Sei que posso estar pisando em areia movediça, mas como quem me conhece sabe que não sou de fugir de uma boa discussão, vamos lá. Depois de ter contado neste espaço sobre os parcos conhecimentos automobilísticos da família do meu marido, escrevinharei hoje sobre os fartos conhecimentos automobilísticos da minha própria família e, de certa forma, de mim mesma.
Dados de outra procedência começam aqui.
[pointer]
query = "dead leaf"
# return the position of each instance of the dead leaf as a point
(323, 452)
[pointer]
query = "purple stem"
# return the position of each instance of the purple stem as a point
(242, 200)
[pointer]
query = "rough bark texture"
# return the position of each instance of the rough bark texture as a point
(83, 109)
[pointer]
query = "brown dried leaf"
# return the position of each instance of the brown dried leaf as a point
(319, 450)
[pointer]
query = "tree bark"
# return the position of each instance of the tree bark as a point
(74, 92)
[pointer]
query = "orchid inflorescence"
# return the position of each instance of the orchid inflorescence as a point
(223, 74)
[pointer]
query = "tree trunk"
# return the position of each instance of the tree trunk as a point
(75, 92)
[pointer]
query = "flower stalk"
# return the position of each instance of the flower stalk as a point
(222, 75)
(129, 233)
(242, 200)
Digo areia movediça porque, sabem como é, nem sempre as famílias dos dois lados de um casal se dão bem. No meu caso, felizmente, isso nunca foi problema. Ao contrário, especialmente minha mãe e meus sogros eram muito bons amigos e tinham muitos gostos em comum – especialmente cinema e literatura, assuntos sobre os quais minha mãe e meu sogro conversavam durante intermináveis horas. Era muito legal de ver. O mesmo com os tios do meu marido em relação a mim e a meus pais – aliás, até hoje. E, apesar da distância, minha família na Argentina adora meu marido. As más línguas (diga-se, meu marido), dizem que é porque ele os livrou de mim e ainda me manteve a mais de 2.000 quilômetros de distância… mas o fato é que se gostam muito, sim.
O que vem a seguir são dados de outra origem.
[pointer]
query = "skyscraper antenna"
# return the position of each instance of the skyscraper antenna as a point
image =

Mas quando se trata de autoentusiasmo, bem, aí minha família consanguínea dá um banho. É meio coincidência, pois meu avô materno gostava muito de carro, assim como meu pai e meu famoso tio César, que é casado com minha tia consanguínea. Ou seja, três pessoas da família, mas que não tem o mesmo sangue nas veias. São parentes por outros motivos que, aliás, nem tem a ver entre si. Meu pai casou com minha mãe porque gostava dela, não porque meu avô gostasse de carros e de motos como ele. E assim nos outros casos. Mas, como diz o sábio ditado, Deus os cria e o vento os amontoa. Acabaram vários deles na mesma família, mas, por ironia e azar do destino, apenas meu pai e meu avô conviveram, pois meu avô infelizmente morreu cedo.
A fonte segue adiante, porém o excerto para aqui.